When I explained all of this to my husband, he was sceptical. The hospital we were recommended to attend was five hours from our home, and our funds were small. I suggested we go together to the clinic so he could talk directly with the English doctor, and he agreed. We had another long conversation with the doctor, who insisted we must make the journey to the capital city in the next few days.
My husband was still unsure. How much would this cost? Rosine seemed fine to everyone, even me. She was not sick or in pain. Her vision seemed fine. The doctor did a small experiment to test Rosine’s vision. He covered her left eye and moved his hand from left to right. We watched as her eye followed his hand, but when he covered her right eye, she began to cry, and her eye did not react at all.
The doctor thought Rosine’s left eye was blind. I had a hard time understanding how my daughter could be blind in one eye without any of us noticing. The doctor explained that babies don’t know anything different and simply adjust, and because the sight in her right eye was probably fine, and she wasn’t yet very mobile, it didn’t make much difference to her.
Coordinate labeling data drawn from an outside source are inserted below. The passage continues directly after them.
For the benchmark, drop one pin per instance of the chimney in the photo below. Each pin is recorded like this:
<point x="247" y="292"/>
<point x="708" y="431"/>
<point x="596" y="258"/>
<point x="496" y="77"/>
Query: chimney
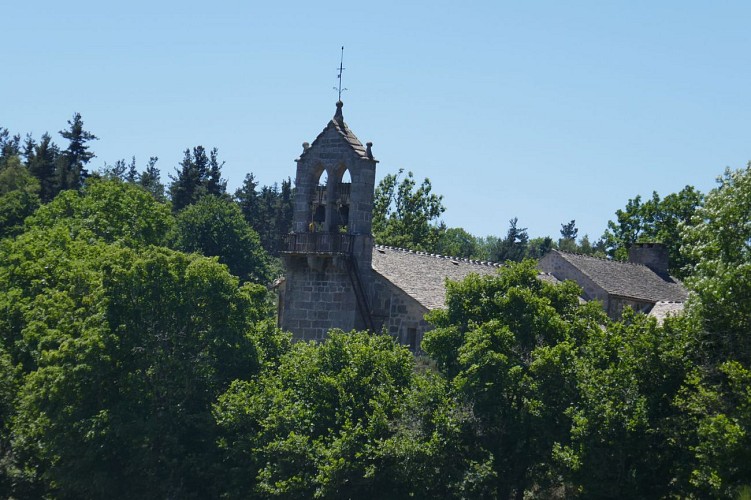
<point x="652" y="255"/>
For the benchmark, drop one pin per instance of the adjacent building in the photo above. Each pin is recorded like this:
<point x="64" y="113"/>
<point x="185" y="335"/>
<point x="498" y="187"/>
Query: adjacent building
<point x="335" y="277"/>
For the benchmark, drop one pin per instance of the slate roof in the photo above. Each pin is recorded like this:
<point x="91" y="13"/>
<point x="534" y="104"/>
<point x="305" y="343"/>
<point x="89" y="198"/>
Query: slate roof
<point x="341" y="128"/>
<point x="626" y="279"/>
<point x="422" y="276"/>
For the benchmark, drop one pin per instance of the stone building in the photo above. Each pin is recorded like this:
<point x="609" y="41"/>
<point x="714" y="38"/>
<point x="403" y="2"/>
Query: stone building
<point x="643" y="283"/>
<point x="334" y="275"/>
<point x="336" y="278"/>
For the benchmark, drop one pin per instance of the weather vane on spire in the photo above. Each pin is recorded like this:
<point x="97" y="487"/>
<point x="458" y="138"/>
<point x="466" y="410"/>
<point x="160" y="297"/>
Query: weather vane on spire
<point x="341" y="69"/>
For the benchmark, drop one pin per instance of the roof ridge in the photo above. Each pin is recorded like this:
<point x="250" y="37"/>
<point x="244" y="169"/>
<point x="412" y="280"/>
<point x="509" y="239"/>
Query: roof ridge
<point x="439" y="256"/>
<point x="602" y="259"/>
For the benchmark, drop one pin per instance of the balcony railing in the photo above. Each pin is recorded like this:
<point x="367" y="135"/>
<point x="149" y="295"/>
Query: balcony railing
<point x="321" y="243"/>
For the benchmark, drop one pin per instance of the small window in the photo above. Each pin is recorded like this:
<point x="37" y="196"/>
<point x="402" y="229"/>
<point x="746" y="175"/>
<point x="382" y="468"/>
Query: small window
<point x="412" y="338"/>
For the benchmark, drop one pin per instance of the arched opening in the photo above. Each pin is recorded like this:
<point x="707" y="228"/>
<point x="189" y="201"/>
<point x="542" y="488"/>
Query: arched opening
<point x="343" y="190"/>
<point x="318" y="203"/>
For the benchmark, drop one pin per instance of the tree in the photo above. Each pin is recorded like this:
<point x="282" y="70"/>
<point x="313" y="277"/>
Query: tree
<point x="514" y="246"/>
<point x="42" y="164"/>
<point x="567" y="242"/>
<point x="624" y="421"/>
<point x="108" y="210"/>
<point x="19" y="196"/>
<point x="407" y="217"/>
<point x="150" y="180"/>
<point x="507" y="343"/>
<point x="656" y="220"/>
<point x="10" y="146"/>
<point x="538" y="247"/>
<point x="197" y="176"/>
<point x="312" y="427"/>
<point x="131" y="348"/>
<point x="457" y="242"/>
<point x="72" y="168"/>
<point x="215" y="227"/>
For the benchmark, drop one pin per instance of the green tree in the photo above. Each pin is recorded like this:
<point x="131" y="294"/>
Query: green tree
<point x="654" y="220"/>
<point x="716" y="398"/>
<point x="72" y="165"/>
<point x="567" y="242"/>
<point x="10" y="145"/>
<point x="215" y="227"/>
<point x="19" y="196"/>
<point x="514" y="246"/>
<point x="623" y="433"/>
<point x="42" y="164"/>
<point x="125" y="352"/>
<point x="110" y="210"/>
<point x="538" y="247"/>
<point x="407" y="216"/>
<point x="150" y="180"/>
<point x="199" y="174"/>
<point x="311" y="427"/>
<point x="457" y="242"/>
<point x="507" y="345"/>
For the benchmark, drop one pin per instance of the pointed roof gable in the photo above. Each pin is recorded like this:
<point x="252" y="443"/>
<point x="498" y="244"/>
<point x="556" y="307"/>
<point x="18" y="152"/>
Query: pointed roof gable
<point x="626" y="279"/>
<point x="338" y="128"/>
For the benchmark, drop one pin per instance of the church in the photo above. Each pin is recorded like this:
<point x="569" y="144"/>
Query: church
<point x="336" y="277"/>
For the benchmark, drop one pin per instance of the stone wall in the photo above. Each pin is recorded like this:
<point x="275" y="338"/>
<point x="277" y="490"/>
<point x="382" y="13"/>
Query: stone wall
<point x="398" y="313"/>
<point x="317" y="295"/>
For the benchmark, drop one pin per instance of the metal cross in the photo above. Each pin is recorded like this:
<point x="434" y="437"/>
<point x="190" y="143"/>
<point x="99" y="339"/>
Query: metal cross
<point x="341" y="69"/>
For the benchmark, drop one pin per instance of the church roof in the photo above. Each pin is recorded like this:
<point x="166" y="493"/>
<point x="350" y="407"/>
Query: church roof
<point x="626" y="279"/>
<point x="423" y="276"/>
<point x="339" y="127"/>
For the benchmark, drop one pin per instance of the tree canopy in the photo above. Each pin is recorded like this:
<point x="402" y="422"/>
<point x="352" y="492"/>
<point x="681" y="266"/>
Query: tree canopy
<point x="405" y="215"/>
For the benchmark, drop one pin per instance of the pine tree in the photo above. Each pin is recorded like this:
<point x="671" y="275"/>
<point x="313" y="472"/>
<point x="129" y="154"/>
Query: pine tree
<point x="197" y="176"/>
<point x="72" y="170"/>
<point x="43" y="165"/>
<point x="248" y="201"/>
<point x="150" y="180"/>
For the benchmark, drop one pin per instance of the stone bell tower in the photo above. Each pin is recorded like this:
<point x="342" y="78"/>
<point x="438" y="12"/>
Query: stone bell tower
<point x="327" y="257"/>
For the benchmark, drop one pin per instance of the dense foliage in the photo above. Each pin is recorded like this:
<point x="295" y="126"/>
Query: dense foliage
<point x="139" y="356"/>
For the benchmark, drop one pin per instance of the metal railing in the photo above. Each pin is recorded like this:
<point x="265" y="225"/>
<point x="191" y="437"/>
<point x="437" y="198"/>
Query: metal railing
<point x="322" y="243"/>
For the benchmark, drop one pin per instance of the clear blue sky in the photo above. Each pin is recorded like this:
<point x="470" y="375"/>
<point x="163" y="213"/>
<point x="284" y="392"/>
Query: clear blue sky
<point x="545" y="111"/>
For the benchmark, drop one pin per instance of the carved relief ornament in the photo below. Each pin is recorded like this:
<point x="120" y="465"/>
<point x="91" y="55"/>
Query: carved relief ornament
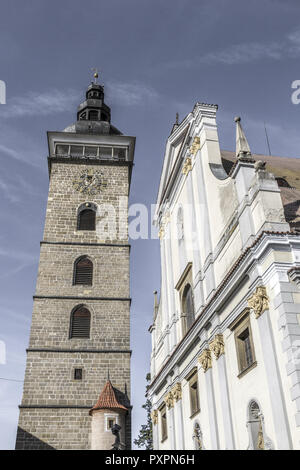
<point x="259" y="301"/>
<point x="169" y="400"/>
<point x="195" y="145"/>
<point x="154" y="416"/>
<point x="187" y="166"/>
<point x="205" y="360"/>
<point x="217" y="346"/>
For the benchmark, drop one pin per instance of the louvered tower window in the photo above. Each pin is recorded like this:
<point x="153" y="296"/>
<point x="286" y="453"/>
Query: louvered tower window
<point x="80" y="323"/>
<point x="83" y="272"/>
<point x="86" y="219"/>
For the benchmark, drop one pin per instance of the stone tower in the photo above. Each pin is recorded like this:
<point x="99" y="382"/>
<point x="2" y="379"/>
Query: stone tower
<point x="81" y="312"/>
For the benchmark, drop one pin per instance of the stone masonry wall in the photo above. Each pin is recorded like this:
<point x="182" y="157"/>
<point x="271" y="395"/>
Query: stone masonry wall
<point x="58" y="416"/>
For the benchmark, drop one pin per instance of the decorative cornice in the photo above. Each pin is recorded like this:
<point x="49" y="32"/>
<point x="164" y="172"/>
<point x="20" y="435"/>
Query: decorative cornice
<point x="169" y="400"/>
<point x="187" y="166"/>
<point x="217" y="346"/>
<point x="154" y="417"/>
<point x="259" y="301"/>
<point x="177" y="391"/>
<point x="205" y="360"/>
<point x="195" y="145"/>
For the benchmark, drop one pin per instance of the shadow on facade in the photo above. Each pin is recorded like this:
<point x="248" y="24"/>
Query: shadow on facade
<point x="26" y="441"/>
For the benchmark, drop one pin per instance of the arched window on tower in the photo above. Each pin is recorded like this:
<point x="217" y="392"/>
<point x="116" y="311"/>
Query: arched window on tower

The vision loss would be more noticeable in an older, more active child.
So we packed our bags and took an overnight bus to Accra. At the hospital, our five month old daughter was diagnosed with unilateral retinoblastoma. We were shocked and devastated, even more when we learned about the treatment she required.
The doctor told us Rosine’s eye must be removed to save her life. I am so thankful to the English doctor for not answering my question about treatment. Perhaps he didn’t know, or maybe he knew that if he told me her eye should be removed, we would not have gone to the hospital, in fear for that being done to our precious child.
We begged for an alternative, and my husband was certain we must go to a private hospital for a second opinion, but we had no money to do that. I remembered the words of the English doctor, that without treatment, she would die in terrible pain. I wanted to save her eye too, but I was not willing to risk the possibility of her dying. We were in an impossible situation.
We thought, if only we had money, this wouldn’t be happening to us, but ironically, it was our lack of money that saved Rosine’s life. I later met other families with good money who delayed surgery for months while looking for a miracle and paying the ultimate price.
So the decision was made to remove Rosine’s eye.
We saved and raised money to buy an artificial eye made for Rosine. Almost two years after her surgery, we traveled to South Africa to receive it. While there, my husband and I were offered scholarships to study at a technical college in Johannesburg, an opportunity that would not have come to us if Rosine had not led our lives along this path.
Today, Rosine is in school and thriving. I don’t know how she could have survived without the knowledge of the English doctor. He came to us like an angel and I’m ashamed to say we do not remember his name, but he is a hero in our lives. Children usually die from this cancer here in Africa. We were ignorant and could so easily have lost our little girl. The education he blessed us with is like breathing the air – life is not possible without it.